On Mondays, weather permitting, since it’s a half-hour drive from our house, I attended a small wayside shrine for Mass. The church held maybe 40 or 50 people and there was a full house every week. I was particularly touched by the heartfelt prayers that attendees said out loud during the general intercessions.
When the roads were in poor condition, I attended Mass at noon at an older church in our downtown. We’re told that Blessed Solanus Casey said his very first Mass in that building. The large, older church is packed every Monday. Even parking was at a premium.
On Tuesdays, I attended the church where my husband and I were married 41 years ago. Not to be biased, but this traditional European-style church is one of the prettiest spaces in which I’ve ever worshipped. They have a deacon and priest team who take turns doing the homilies and I’ll tell you what, those men are on fire! And they incorporate traditional Catholic practices into their Mass including offering Adoration an hour before Mass starts, praying The Sanctus (Holy, Holy) and Angus Dei (Lamb of God) in Latin, and ending each Mass with the St. Michael the Archangel prayer.
Wednesdays I have a commitment to my own parish to lector and lead the rosary after Mass, so I was there each week. It’s a smaller crowd, but we’re dedicated. I enjoy our priest’s unscripted sermons on the week days.
Thursdays found me at the sister parish to the Tuesday parish, so it was the same pastoral team. Those parishes feature a kneeler in front of the sanctuary so people may kneel to receive Communion in the hand or on the tongue. When I was there I took advantage of that and did the latter. Another nice feature at those churches is that they pray the rosary before Mass and the Divine Mercy Chaplet for Life after Mass, so it was worth the drive to be there at 6:30 a.m. to catch everything.
Year round, on Fridays I attend a Catholic Bible study with my dad at 6:30 a.m.

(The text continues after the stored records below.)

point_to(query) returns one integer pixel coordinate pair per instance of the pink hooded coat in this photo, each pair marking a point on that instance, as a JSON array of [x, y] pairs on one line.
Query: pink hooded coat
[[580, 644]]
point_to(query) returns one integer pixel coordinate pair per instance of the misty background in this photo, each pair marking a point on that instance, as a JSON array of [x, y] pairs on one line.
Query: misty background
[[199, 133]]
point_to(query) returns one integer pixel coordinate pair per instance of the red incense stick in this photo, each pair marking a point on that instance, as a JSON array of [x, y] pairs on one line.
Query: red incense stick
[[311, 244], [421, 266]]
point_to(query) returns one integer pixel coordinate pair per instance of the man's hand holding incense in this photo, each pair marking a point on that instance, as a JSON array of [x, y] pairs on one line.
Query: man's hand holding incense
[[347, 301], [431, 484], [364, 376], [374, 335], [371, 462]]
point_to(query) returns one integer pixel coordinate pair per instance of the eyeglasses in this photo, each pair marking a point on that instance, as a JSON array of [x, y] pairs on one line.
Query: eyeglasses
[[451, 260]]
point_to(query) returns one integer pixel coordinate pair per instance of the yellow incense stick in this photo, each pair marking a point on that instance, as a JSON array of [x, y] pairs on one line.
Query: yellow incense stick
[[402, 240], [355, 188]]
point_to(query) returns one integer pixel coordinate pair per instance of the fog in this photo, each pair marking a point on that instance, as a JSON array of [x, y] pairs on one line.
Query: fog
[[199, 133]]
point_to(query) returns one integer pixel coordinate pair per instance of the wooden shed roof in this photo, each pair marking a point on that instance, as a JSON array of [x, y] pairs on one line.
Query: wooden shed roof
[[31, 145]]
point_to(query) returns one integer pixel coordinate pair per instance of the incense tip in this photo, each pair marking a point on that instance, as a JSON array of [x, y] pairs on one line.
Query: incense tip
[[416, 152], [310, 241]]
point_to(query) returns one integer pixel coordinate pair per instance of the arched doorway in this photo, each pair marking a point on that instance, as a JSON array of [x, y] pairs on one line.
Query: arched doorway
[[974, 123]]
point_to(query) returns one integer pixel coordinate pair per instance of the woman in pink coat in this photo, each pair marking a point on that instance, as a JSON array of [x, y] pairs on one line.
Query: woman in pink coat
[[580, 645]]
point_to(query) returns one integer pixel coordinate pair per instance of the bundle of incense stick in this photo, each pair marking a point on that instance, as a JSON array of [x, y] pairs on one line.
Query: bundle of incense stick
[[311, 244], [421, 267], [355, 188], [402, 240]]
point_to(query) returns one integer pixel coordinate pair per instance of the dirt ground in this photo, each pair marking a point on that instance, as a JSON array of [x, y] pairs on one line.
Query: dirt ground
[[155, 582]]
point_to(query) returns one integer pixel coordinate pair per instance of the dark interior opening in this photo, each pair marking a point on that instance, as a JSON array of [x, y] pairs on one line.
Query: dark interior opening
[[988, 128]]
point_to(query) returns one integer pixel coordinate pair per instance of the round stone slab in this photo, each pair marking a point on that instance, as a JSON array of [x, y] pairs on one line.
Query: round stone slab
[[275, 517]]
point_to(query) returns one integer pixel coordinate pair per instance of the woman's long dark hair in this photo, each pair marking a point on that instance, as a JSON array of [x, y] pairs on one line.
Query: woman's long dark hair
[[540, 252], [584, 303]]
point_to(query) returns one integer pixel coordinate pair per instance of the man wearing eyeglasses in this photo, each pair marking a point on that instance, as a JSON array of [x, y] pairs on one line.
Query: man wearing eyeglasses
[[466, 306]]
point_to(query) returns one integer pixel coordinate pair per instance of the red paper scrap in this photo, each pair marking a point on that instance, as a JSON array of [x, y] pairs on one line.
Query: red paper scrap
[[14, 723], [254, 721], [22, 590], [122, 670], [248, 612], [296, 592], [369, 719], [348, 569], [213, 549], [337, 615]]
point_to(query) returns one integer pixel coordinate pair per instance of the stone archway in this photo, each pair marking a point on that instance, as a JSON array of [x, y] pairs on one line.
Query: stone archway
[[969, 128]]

After the class ends at 7:30, I walk next door to the parish for 7:45 a.m. Mass. The church is a modern style, which wouldn’t normally be my preference, but the priest there does an incredible job of preaching short and memorable sermons so the Masses there are very meaningful.
First Saturday found me at a parish in another local community. The priest there happens to teach our Bible study and is a dear friend, so I always enjoy attending his Masses. I tried to go to confession there during Lent, but the line was surprisingly long, so I went to one of the other churches, making sure to be there fifteen minutes before confession stared to secure a place in line.
Sticking to Lenten commitments isn’t always easy, but it’s always worth it. My husband and I are already starting to consider what we’ll do next year. But, in the meantime, we are enjoying Eastertide. Blessings to you and yours as we all journey through this next liturgical season.